Он сонно посмотрел на оконную бумагу.
М-м-м. Ночной дежурный? Только он ходит по монастырю после отбоя. Он совершает ночные обходы.
У Чжу все внутри сжалось от ужаса. Пока Сюй Да произносил эти слова, процессия продолжала двигаться. Их тени так же ясно были видны на оконной бумаге, как деревья на фоне заката. Но он их не видел. Она вспомнила те фигуры в белых одеждах, которые раньше заметила в темном углу, где они толпились вокруг пожертвований.
В том месте было темно, как и этой ночью, и она знала по рассказам людей, что суть мира духов это инь[8]: его создания принадлежат всему темному, сырости и лунному свету. «Я способна видеть призраков», подумала она с ужасом и почувствовала, что ее тело сжалось в тугой комок, даже мышцы заболели. Как она сможет теперь спать? Но в тот момент, когда ее страх достиг наивысшей точки, парад закончился. Последний призрак исчез, свет замер неподвижно, обычная усталость навалилась на нее так быстро, что она невольно вздохнула. От ее вздоха в ухо Сюй Да тот проснулся. И насмешливо прошептал:
Храни нас Будда, маленький брат. В одном наш наставник прав насчет тебя. От тебя воняет. Хорошо, что скоро банный день
Чжу внезапно полностью проснулась, забыв о призраках.
Банный день?
Ты пропустил лето, когда у нас был банный день каждую неделю. А теперь всего один раз в месяц, пока снова не станет тепло. И он мечтательно продолжал: Банные дни лучше всего. Никаких утренних молитв. Ни хозяйственных работ, ни уроков. Послушникам приходится греть воду для купания, но даже тогда мы сидим на кухне и пьем чай целый день
Думая об общем нужнике, Чжу с ужасом почувствовала, чем это может обернуться.
Мы купаемся по очереди?
Сколько на это уйдет времени, если у нас четыреста монахов? Только настоятель моется отдельно. Он идет первым. А мы, послушники, последними. К этому времени вода уже грязная, но, по крайней мере, они разрешают нам сидеть в ней, сколько захочется.
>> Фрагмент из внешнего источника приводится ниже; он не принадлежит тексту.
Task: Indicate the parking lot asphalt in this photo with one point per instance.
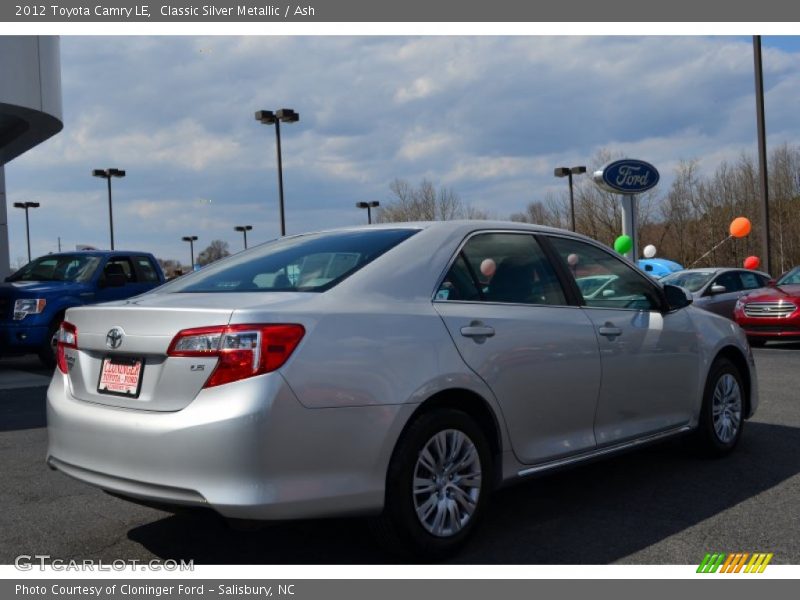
(661, 505)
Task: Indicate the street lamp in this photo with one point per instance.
(369, 206)
(25, 206)
(569, 172)
(107, 174)
(191, 239)
(267, 117)
(244, 229)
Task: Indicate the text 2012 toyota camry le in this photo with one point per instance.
(403, 371)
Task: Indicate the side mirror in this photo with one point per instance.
(677, 297)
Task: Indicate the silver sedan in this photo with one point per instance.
(402, 371)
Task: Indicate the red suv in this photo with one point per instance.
(772, 313)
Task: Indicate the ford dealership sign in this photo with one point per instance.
(627, 176)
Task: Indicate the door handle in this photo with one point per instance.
(609, 331)
(477, 331)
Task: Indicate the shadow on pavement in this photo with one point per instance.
(23, 408)
(595, 514)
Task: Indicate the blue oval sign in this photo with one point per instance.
(627, 176)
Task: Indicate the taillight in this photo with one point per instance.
(243, 350)
(67, 338)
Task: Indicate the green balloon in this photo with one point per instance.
(623, 244)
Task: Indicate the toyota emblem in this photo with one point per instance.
(114, 338)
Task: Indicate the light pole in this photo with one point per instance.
(569, 172)
(191, 239)
(107, 174)
(268, 117)
(244, 229)
(369, 206)
(25, 206)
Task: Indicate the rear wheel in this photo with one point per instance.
(722, 413)
(437, 485)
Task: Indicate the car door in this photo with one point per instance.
(650, 358)
(722, 303)
(509, 317)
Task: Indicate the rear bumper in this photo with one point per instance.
(248, 450)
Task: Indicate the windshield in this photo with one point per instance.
(692, 281)
(61, 267)
(307, 263)
(791, 278)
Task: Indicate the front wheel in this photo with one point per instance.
(437, 486)
(722, 413)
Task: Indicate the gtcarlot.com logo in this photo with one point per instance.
(738, 562)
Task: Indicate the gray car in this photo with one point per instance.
(718, 289)
(402, 371)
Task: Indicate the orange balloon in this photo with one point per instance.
(752, 262)
(740, 227)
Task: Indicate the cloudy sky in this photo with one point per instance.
(488, 117)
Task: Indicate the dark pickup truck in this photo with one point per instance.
(33, 300)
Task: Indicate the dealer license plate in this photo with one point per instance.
(121, 376)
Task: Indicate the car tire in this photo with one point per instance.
(722, 413)
(47, 351)
(448, 448)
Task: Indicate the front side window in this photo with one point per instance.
(120, 265)
(752, 281)
(604, 280)
(730, 281)
(502, 267)
(791, 278)
(305, 263)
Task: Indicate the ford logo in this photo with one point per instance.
(627, 176)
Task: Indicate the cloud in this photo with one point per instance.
(488, 116)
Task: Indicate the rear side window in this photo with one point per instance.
(751, 281)
(307, 263)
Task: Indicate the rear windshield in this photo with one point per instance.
(306, 263)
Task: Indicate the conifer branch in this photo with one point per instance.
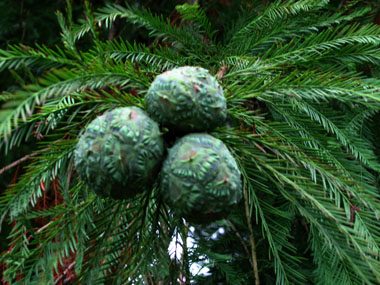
(251, 236)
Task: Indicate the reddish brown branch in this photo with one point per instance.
(21, 160)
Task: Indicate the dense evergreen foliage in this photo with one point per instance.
(303, 104)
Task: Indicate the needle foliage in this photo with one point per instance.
(303, 113)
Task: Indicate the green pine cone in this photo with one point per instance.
(200, 178)
(120, 153)
(187, 99)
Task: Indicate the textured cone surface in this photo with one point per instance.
(200, 178)
(120, 153)
(187, 99)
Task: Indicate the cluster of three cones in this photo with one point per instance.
(121, 152)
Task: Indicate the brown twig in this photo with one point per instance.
(251, 237)
(21, 160)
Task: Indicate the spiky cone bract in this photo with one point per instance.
(120, 153)
(187, 99)
(200, 178)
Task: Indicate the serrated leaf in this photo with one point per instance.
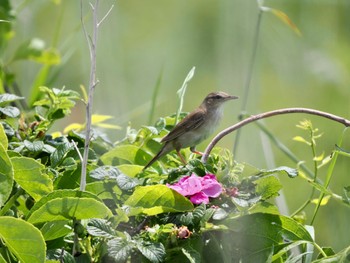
(6, 175)
(156, 199)
(22, 239)
(28, 174)
(154, 252)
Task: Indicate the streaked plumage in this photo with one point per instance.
(195, 127)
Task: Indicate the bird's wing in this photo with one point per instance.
(197, 119)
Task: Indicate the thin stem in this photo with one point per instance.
(253, 118)
(249, 76)
(92, 84)
(11, 202)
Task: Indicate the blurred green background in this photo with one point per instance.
(141, 41)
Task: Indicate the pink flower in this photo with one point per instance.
(197, 188)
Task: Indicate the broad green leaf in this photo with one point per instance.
(301, 139)
(282, 170)
(257, 235)
(8, 98)
(60, 255)
(61, 150)
(268, 187)
(154, 252)
(342, 256)
(6, 175)
(324, 200)
(156, 199)
(10, 111)
(63, 208)
(22, 239)
(119, 249)
(104, 189)
(130, 170)
(27, 173)
(59, 194)
(35, 147)
(127, 153)
(55, 229)
(100, 228)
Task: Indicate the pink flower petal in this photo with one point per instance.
(199, 198)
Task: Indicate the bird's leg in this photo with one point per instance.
(181, 157)
(193, 149)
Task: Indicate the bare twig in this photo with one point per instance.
(253, 118)
(92, 42)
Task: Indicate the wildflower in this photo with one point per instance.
(183, 232)
(197, 188)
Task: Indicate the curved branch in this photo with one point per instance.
(253, 118)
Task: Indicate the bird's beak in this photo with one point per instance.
(231, 97)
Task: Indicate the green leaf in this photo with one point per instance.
(3, 137)
(100, 228)
(128, 153)
(22, 239)
(104, 189)
(27, 173)
(268, 187)
(6, 175)
(58, 155)
(67, 204)
(55, 229)
(257, 235)
(10, 111)
(154, 252)
(35, 147)
(60, 255)
(156, 199)
(282, 170)
(8, 98)
(119, 249)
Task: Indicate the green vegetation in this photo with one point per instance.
(126, 214)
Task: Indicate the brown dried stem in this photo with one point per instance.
(253, 118)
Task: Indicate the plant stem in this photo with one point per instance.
(253, 118)
(11, 201)
(249, 76)
(92, 84)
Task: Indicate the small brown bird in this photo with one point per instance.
(195, 127)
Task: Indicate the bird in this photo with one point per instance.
(195, 127)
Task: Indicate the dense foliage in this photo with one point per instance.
(127, 213)
(218, 211)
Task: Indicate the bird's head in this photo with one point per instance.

Чжу представила себя голой перед несколькими десятками мальчиков-послушников. И сказала с вызовом:
Я не люблю купаться.
Явно человеческая фигура появилась в коридоре и стукнула расщепленной бамбуковой палкой по двери спальни:
Молчать!
Когда ночной надзиратель ушел, Чжу уставилась во мрак, ощущая тошноту. Она думала, что для того, чтобы быть Чонбой, ей достаточно делать то же самое, что делал бы Чонба. Но сейчас она с опозданием вспомнила, как предсказатель прочел судьбу Чжу Чонбы по пульсу. Судьба брата была в его теле. И, несмотря на все то, что она оставила в Чжонли, тело оставалось с ней, судьба которого «ничто» и которое теперь видело призрачные напоминания об этом повсюду вокруг себя. Свет из коридора слабо отражался от золотой статуи и ее тысячи бдительных глаз. Как у нее хватило безрассудства поверить, что она сможет обмануть Небеса?
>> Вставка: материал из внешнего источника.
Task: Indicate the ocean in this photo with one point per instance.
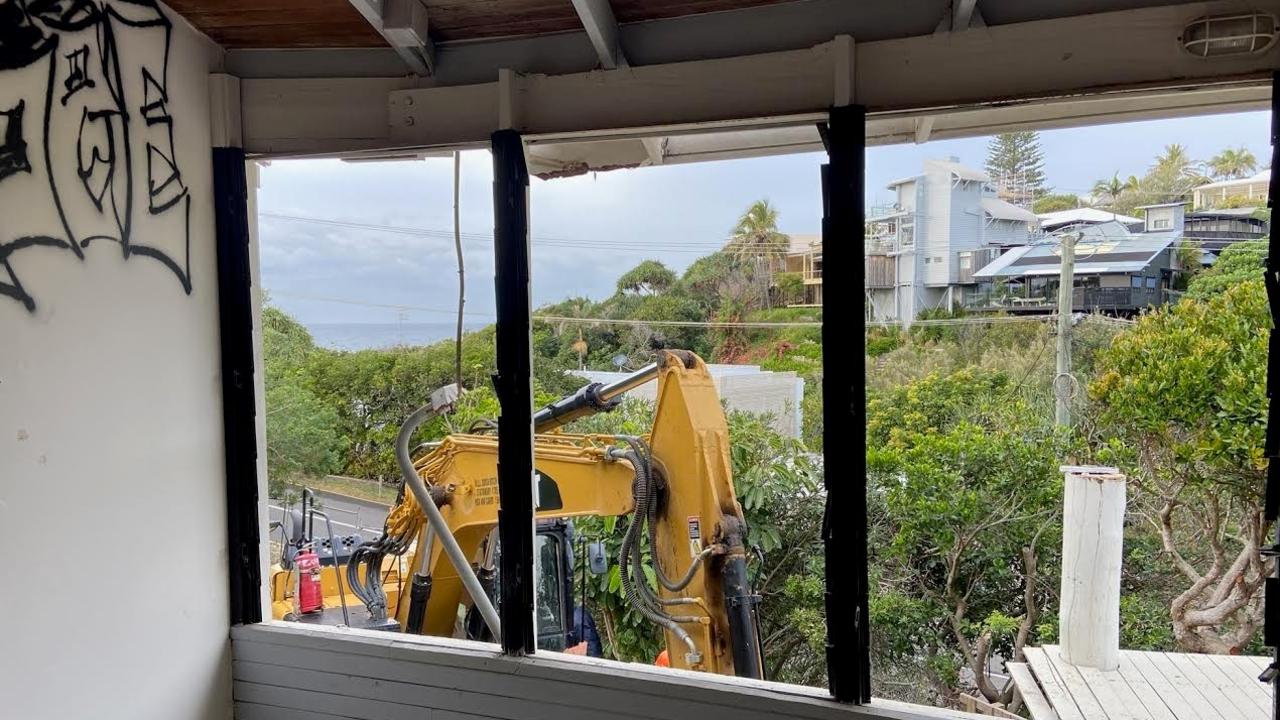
(374, 336)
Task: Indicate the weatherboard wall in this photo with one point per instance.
(286, 671)
(112, 481)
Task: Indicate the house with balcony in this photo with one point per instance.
(804, 256)
(922, 251)
(1116, 269)
(1243, 192)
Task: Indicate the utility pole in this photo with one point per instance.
(1064, 384)
(462, 278)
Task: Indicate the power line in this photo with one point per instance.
(673, 323)
(554, 318)
(659, 246)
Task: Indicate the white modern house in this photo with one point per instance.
(1252, 190)
(1075, 217)
(922, 251)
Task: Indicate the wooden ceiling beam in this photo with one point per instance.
(602, 28)
(403, 24)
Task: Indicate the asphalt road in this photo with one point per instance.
(348, 515)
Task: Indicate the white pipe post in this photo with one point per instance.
(1093, 504)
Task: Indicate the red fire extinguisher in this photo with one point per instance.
(310, 596)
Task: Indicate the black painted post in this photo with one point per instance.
(515, 388)
(1271, 447)
(842, 438)
(236, 324)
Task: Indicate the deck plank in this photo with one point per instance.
(1155, 702)
(1203, 677)
(1033, 697)
(1184, 707)
(1244, 698)
(1091, 682)
(1055, 689)
(1243, 671)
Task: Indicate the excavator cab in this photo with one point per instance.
(554, 588)
(681, 563)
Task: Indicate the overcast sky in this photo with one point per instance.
(589, 229)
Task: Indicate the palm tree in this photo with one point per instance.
(1173, 176)
(757, 233)
(757, 236)
(1109, 190)
(1237, 163)
(1174, 160)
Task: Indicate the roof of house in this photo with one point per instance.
(1233, 213)
(1002, 210)
(1147, 686)
(961, 172)
(1106, 247)
(1265, 176)
(1175, 204)
(956, 169)
(1089, 215)
(803, 244)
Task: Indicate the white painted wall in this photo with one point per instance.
(741, 387)
(287, 671)
(1093, 502)
(112, 475)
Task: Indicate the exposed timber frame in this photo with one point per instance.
(1107, 67)
(844, 528)
(515, 386)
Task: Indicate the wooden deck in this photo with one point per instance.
(1148, 686)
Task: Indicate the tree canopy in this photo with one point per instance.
(649, 277)
(1233, 163)
(1015, 162)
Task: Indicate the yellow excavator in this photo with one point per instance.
(675, 486)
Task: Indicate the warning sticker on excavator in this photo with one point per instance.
(695, 536)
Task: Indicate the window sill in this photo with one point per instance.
(328, 673)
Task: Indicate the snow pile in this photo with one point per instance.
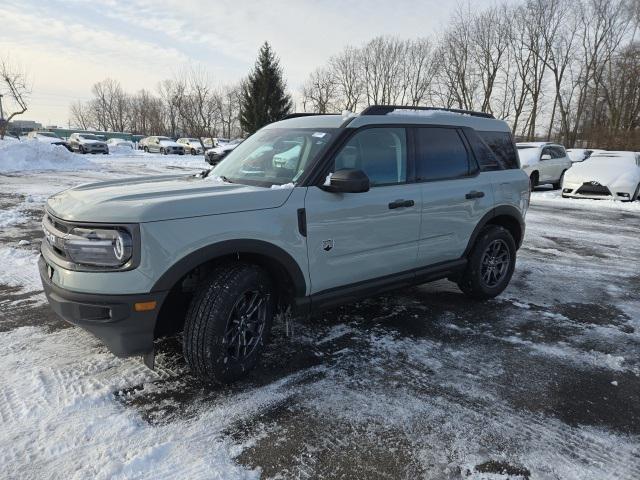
(34, 155)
Мысленным взором она видела три иероглифа имени брата, нарисованных резкими взмахами кисти наставника Фан, и дрожащие линии своих иероглифов под ними. Они не получились такими, как у наставника Фан, Чжу только слабо наметила их. Это была имитация, в них не было ничего настоящего.
Банный день был намечен только на конец недели, и это было в каком-то смысле еще хуже: все равно что видеть, как дорога впереди обрывается в пропасть со склона горы, но быть не в состоянии остановиться. Как быстро обнаружила Чжу, в монастырской жизни не было пауз. Уроки, хозяйственные работы и снова уроки, и каждый вечер надо заучивать новые иероглифы и вспоминать иероглифы вчерашние. Даже мыслей о ночных парадах призраков было недостаточно, чтобы помешать ей уснуть, как только усталость одолевала ее, и казалось, проходило всего одно мгновение, уже снова наступало утро и утренние молитвы. Жизнь в монастыре оказалась, в общем, такой же однообразной, как и в деревне Чжонли.